The quagmire isn't in Iraq but at home. For five years, beginning with the designation of "war on terror," the president's public presentation has been consistent: Islam is a great religion, religion of peace, marvelous stuff, White House Ramadan Banquet the highlight of the calendar, but, sadly, every barrel has one or two bad apples, even Islam believe it or not, and once we've hunted those down we'll join the newly liberated peace-loving Muslim democracies in a global alliance of peace-loving peaceful persons. Most sentient beings have been aware that there is, to put it mildly, a large element of evasion about this basic narrative, but only now is it being explicitly rejected by all sides. William F. Buckley and George Will have more or less respectfully detached themselves from the insane idealism of shoving liberty and democracy down people's throats whether they want it or not. And, on the ports deal with Dubai, a number of other commentators I respect plus a stampede of largely ignorant weathervane pols have denounced the administration for endangering American security on the eastern seaboard. I can't see that: The only change is that instead of being American stevedores employed by a British company they'll now be American stevedores employed by a United Arab Emirates company.

But what I find interesting is the underlying argument: At heart, what Hillary Clinton and Co. are doing is dismissing as a Bush fiction the idea of "friendly" Arab "allies" in the war of terror. They're not necessarily wrong. Even the "friendliest" Arab regimes tend to be a bunch of duplicitous shysters: King Hussein sided with Saddam in the Gulf war, Mubarak and the House of Saud are the cause of much of our present woes. I would be perfectly prepared to consider a raft of measures insisting that, for the duration of the war, there'll be restrictions on access to the United States by certain countries. As I've argued for some years, it's absurd that the Saudis are allowed to continue with their financial and ideological subversion of everything from American think-tanks to mosques to prison chaplaincy programs (and, I'll bet, without providing driver's license numbers).
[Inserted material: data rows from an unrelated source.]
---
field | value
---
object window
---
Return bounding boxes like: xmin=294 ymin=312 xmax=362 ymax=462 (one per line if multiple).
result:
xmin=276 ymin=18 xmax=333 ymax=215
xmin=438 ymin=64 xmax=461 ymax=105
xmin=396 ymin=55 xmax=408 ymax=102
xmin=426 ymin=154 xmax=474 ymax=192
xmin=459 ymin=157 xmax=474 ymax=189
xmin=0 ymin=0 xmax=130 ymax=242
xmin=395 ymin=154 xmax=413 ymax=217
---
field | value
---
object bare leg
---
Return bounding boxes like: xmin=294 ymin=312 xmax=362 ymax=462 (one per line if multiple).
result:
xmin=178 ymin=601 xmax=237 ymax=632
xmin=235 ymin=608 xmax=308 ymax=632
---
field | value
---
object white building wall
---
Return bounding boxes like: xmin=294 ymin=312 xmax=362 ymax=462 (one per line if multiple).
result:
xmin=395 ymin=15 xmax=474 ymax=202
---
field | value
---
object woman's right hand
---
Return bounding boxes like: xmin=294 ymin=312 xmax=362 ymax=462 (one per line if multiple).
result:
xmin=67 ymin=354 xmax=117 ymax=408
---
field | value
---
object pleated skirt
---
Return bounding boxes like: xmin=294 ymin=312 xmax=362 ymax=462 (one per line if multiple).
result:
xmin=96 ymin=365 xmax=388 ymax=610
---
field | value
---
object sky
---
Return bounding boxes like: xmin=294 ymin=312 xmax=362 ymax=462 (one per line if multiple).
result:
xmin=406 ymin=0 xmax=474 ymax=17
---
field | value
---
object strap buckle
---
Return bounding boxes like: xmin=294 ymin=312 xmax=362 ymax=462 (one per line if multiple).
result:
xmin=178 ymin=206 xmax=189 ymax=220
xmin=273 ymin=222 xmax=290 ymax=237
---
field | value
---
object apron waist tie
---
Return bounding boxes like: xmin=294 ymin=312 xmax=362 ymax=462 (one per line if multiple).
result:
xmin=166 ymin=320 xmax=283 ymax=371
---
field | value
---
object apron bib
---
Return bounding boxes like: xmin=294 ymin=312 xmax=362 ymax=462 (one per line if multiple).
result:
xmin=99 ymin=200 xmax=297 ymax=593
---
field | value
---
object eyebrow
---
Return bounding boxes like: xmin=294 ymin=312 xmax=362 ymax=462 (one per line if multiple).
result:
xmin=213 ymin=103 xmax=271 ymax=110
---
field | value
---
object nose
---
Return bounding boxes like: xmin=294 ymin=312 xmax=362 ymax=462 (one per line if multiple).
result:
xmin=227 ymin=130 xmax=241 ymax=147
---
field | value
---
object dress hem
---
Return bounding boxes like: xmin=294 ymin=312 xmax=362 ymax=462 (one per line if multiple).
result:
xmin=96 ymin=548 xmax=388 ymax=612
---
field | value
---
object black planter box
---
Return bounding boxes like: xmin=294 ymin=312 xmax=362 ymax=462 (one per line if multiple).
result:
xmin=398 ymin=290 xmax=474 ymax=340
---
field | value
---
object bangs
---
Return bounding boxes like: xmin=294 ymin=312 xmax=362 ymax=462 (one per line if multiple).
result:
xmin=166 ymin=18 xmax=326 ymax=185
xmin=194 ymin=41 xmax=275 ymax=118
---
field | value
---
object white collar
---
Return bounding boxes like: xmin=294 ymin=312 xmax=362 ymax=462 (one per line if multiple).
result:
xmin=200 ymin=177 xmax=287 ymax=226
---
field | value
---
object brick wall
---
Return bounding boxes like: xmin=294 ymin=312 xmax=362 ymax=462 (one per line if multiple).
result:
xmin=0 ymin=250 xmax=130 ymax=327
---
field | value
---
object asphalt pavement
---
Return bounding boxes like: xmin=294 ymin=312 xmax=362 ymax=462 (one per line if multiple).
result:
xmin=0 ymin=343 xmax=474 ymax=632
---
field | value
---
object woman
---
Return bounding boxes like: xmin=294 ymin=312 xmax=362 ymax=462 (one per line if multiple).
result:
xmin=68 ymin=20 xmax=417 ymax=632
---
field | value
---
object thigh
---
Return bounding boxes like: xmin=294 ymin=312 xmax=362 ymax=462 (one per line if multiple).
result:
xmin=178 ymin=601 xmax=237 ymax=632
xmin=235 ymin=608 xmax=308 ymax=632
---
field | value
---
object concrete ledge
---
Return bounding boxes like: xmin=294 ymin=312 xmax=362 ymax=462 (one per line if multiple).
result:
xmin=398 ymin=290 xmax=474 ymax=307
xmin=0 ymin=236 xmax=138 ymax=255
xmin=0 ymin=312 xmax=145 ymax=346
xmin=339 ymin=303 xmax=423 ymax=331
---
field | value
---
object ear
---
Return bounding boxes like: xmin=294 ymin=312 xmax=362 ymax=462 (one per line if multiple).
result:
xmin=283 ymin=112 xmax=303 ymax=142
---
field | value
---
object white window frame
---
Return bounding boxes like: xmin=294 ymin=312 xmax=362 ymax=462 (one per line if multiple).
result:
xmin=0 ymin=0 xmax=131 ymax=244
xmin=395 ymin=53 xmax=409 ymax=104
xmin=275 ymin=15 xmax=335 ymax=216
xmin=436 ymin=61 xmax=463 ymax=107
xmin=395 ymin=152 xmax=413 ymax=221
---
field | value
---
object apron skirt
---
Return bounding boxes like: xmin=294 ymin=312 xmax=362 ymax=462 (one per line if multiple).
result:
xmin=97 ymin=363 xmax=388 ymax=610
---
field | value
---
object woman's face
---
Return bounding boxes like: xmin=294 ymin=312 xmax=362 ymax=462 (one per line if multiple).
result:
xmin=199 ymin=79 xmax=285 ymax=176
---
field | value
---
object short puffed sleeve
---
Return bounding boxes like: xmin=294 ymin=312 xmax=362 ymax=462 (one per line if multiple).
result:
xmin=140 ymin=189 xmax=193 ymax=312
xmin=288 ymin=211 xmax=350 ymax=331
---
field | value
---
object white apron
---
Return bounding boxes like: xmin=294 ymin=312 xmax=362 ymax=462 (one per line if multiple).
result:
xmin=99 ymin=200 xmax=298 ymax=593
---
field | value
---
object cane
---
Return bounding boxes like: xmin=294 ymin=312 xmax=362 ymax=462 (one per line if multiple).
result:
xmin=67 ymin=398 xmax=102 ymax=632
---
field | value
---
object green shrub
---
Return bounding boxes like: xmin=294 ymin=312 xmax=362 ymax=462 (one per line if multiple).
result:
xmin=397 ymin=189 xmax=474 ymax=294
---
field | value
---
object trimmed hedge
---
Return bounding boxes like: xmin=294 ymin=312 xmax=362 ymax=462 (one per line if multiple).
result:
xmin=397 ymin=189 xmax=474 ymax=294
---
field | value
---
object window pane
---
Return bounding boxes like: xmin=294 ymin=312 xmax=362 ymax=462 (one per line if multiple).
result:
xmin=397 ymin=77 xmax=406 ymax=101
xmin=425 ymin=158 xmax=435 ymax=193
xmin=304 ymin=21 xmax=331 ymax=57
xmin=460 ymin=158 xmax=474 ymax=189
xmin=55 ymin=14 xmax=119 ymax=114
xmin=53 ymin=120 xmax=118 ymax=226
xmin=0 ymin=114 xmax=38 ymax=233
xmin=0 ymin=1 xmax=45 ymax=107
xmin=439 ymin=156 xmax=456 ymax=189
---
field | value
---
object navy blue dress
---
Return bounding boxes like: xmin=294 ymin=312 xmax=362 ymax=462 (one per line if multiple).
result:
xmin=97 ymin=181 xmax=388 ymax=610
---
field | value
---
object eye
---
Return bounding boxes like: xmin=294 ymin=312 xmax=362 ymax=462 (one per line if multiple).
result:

However, I think we should do that as a conscious policy decision, rather than as reflex piecemeal oppositionism. What Democrats seem to be doing with Dubai Ports World, whether they realize it or not, is tapping in to a general public skepticism (to put it politely) about the entire Muslim world. In that sense, the ports deal is the American equivalent of the Danish cartoon jihad: increasing numbers of Europeans -- if not yet their political class -- are fed up with switching on the TV and seeing Muslim men jumping up and down and threatening death followed by commentators patiently explaining that the "vast majority" of Muslims are, of course, impeccably "moderate." So what? There were millions of "moderate" Germans in the 1930s, and a fat lot of good they did us or them.

Despite being portrayed as a swaggering arrogant neocon warmongering cowboy, President Bush has, in fact, been circumspect to a fault for five years. But the equivocal constrained rhetoric is insufficient to a "long war." And from all sides, more and more people are calling its bluff.